The Waikaia Trails Trust has employed Rideline Consulting founder John Jones, of Christchurch, to develop a master plan for a network of trails through the Waikaia Forest.
The former geoenvironmental engineer spent two days in Waikaia last week.
The trust has permission to build a 25km network of trails through the 700ha forest, which is owned by the Southland District Council.
The network, which included a pump track, has an estimated completion cost of just under $1 million.
Bike trail designer Tom Hey, of Queenstown, has already drawn up a concept plan of where trails could go.
Mr Jones spent time in the forest looking at the proposed site for the trails.
“If you were going to plan a town you would want to kind of map it out a little bit to make sure that you maximise your space.”
It was important to think of the big picture before starting the project.
“It’s easy to dash off and start doing things piecemeal.”
The type of soil in the forest, the gradient of the land and vegetation cover were some of the factors he took into account when deciding where trails would be built.
“All these things will have impacts so it’s weighing up those different things.”
The trails would be sited in areas which would not be milled in the next 20-30 years.

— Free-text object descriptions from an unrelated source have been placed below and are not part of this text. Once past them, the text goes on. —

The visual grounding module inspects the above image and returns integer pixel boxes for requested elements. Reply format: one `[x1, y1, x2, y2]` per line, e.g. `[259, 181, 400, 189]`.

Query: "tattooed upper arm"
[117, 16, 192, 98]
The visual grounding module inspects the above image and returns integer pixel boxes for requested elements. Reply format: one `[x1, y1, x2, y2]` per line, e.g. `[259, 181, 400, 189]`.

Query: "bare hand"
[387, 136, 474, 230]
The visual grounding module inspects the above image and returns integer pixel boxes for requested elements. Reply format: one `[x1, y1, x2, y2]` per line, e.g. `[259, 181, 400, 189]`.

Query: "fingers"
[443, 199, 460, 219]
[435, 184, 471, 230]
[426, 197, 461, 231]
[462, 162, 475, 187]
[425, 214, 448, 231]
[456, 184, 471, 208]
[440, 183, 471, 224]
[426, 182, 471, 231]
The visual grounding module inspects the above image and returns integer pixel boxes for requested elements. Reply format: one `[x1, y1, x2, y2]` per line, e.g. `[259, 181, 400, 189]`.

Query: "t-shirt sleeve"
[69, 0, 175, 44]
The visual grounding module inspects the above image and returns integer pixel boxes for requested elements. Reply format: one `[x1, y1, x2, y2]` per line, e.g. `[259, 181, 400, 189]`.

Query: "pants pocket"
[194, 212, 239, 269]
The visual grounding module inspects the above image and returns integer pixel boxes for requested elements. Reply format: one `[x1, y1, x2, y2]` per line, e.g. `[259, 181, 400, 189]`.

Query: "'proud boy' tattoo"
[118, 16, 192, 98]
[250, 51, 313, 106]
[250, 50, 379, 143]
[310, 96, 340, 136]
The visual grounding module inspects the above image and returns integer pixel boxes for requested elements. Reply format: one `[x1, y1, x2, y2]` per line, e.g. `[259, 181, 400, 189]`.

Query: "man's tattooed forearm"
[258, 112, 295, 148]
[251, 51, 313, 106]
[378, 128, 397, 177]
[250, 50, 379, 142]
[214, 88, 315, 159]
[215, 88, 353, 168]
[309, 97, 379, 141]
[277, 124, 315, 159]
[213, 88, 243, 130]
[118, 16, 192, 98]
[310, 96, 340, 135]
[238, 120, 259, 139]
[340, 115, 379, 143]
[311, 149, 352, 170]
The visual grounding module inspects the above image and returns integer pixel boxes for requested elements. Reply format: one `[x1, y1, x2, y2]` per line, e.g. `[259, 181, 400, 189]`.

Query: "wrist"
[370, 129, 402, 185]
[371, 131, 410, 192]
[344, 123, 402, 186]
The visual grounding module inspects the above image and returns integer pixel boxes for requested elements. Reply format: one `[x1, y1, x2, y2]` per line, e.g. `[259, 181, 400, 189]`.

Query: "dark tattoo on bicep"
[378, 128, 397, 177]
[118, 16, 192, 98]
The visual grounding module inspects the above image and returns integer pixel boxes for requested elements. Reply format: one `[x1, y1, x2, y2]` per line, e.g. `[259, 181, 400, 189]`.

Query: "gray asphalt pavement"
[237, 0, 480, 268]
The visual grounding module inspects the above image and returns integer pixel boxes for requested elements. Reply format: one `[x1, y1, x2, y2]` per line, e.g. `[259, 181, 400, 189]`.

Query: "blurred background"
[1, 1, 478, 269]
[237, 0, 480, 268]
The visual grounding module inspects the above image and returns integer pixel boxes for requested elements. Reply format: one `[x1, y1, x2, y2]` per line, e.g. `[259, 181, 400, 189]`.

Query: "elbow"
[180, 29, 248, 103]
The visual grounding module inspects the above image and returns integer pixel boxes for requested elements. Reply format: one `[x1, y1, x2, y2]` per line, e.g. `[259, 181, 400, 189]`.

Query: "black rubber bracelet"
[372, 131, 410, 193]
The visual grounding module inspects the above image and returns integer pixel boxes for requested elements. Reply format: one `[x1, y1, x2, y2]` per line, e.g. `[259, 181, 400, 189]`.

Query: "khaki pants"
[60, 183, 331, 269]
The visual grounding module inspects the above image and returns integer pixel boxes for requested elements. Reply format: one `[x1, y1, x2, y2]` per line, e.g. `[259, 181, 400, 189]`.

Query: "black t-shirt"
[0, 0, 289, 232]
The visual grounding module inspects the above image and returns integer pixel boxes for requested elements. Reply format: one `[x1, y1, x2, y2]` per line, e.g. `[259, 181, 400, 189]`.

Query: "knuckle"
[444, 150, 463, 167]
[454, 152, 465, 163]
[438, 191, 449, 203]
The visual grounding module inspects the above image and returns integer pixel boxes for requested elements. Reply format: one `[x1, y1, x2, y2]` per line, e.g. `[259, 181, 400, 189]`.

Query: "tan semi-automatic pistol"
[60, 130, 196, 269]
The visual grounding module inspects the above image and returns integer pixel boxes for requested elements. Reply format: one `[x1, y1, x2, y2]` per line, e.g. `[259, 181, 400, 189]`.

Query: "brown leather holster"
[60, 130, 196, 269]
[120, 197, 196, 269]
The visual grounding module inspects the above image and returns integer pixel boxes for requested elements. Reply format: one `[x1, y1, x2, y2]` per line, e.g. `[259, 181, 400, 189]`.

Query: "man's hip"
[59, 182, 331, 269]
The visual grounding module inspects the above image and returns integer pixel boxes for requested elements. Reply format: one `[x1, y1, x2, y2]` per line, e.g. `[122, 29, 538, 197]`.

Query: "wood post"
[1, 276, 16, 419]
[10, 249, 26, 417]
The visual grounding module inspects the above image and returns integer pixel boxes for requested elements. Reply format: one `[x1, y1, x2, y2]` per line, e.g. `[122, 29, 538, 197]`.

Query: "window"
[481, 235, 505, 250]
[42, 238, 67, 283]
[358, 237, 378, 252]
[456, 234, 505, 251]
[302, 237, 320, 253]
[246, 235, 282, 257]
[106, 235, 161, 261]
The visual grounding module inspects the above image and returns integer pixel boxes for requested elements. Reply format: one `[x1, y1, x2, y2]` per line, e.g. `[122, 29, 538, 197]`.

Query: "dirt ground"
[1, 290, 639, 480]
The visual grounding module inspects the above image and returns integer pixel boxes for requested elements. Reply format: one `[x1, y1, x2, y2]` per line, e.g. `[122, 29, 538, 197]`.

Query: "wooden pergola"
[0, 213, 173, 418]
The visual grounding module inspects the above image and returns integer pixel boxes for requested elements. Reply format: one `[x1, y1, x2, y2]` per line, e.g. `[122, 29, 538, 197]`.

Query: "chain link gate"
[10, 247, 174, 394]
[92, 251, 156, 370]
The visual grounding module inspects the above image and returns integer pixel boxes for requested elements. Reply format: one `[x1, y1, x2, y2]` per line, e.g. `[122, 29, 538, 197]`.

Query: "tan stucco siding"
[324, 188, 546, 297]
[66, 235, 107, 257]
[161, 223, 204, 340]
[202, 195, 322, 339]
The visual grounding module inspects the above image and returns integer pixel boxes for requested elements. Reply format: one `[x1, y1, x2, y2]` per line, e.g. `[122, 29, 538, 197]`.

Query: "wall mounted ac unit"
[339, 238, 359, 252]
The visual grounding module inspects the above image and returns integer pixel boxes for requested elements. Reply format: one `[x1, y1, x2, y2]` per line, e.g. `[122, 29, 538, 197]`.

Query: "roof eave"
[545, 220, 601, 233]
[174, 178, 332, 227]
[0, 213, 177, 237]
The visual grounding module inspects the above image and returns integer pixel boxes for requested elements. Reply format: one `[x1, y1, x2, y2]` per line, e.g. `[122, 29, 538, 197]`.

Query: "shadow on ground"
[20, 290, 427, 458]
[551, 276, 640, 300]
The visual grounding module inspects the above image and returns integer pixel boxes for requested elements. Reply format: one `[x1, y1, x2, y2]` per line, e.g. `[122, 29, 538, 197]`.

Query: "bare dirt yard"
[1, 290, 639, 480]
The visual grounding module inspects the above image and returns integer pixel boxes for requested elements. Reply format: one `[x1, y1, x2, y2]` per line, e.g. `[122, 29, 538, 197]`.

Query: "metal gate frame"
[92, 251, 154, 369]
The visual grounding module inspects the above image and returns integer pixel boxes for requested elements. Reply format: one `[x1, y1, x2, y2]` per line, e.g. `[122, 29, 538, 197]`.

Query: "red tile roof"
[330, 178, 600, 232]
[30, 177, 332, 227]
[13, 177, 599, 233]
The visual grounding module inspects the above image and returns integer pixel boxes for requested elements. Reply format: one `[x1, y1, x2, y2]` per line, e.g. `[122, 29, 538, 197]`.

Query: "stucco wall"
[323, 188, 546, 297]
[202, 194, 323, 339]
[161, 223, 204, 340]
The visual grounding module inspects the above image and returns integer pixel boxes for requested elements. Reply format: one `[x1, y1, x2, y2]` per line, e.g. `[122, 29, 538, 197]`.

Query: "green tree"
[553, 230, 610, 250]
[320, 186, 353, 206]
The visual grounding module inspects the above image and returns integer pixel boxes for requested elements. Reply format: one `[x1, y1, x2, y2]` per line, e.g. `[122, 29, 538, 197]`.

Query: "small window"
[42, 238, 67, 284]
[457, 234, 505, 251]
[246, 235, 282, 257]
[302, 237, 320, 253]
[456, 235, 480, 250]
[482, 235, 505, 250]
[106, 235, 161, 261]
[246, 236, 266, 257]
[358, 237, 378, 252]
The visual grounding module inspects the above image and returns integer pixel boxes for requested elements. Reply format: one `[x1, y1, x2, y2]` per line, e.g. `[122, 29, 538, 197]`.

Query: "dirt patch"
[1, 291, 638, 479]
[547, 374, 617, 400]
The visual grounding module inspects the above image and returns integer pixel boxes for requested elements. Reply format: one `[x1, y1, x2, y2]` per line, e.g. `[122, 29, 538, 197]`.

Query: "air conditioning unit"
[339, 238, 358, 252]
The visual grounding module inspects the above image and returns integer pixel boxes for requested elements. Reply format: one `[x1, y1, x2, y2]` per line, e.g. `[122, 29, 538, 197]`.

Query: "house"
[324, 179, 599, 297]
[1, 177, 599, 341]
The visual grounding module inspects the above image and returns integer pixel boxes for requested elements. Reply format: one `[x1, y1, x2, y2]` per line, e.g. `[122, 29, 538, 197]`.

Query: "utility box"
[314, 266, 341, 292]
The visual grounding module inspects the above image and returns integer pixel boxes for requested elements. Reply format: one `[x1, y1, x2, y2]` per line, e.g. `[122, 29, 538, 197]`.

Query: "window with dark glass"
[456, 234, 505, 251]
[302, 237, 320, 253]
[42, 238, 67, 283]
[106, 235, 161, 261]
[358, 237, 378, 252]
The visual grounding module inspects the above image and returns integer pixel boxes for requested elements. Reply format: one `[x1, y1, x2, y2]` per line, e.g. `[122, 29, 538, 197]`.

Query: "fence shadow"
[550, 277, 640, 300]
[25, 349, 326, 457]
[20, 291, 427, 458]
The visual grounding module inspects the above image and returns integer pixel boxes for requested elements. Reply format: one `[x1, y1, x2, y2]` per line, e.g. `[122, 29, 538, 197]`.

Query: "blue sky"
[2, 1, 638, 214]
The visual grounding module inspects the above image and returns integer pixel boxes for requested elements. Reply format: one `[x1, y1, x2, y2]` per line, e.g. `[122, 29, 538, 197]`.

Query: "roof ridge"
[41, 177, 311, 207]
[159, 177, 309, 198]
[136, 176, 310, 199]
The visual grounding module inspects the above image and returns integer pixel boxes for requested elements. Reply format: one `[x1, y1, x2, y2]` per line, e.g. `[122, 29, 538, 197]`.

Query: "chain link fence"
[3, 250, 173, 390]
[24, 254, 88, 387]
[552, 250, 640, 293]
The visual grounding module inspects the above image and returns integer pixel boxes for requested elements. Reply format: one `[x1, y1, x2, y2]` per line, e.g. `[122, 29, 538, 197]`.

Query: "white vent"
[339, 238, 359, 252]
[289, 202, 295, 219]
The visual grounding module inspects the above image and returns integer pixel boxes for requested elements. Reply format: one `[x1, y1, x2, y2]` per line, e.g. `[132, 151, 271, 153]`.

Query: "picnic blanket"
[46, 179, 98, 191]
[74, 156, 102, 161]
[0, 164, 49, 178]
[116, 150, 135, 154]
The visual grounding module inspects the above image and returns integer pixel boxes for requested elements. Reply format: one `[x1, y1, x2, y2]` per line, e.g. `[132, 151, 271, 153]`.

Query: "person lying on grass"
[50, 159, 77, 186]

Some of the sites were recently deforested and replanted while others, where the trees were about six years old, had gorse and broom growing.
He had also spent time talking to community members and finding out more about the history of the area.
The signage on the trail and its branding would reflect what was unique about the town.
“The things that are really standing out about Waikaia is the goldmining, pioneering and history and I’ve seen a lot of representation of the Chinese community that was here, and there’s that kind of history of welcoming people from different places.
“Information boards on the trail .. can add a lot more interest to just a mountain bike trail.”
One of his first tasks was to decide where the start of the trail should be.
He hoped to finish the master plan by Christmas.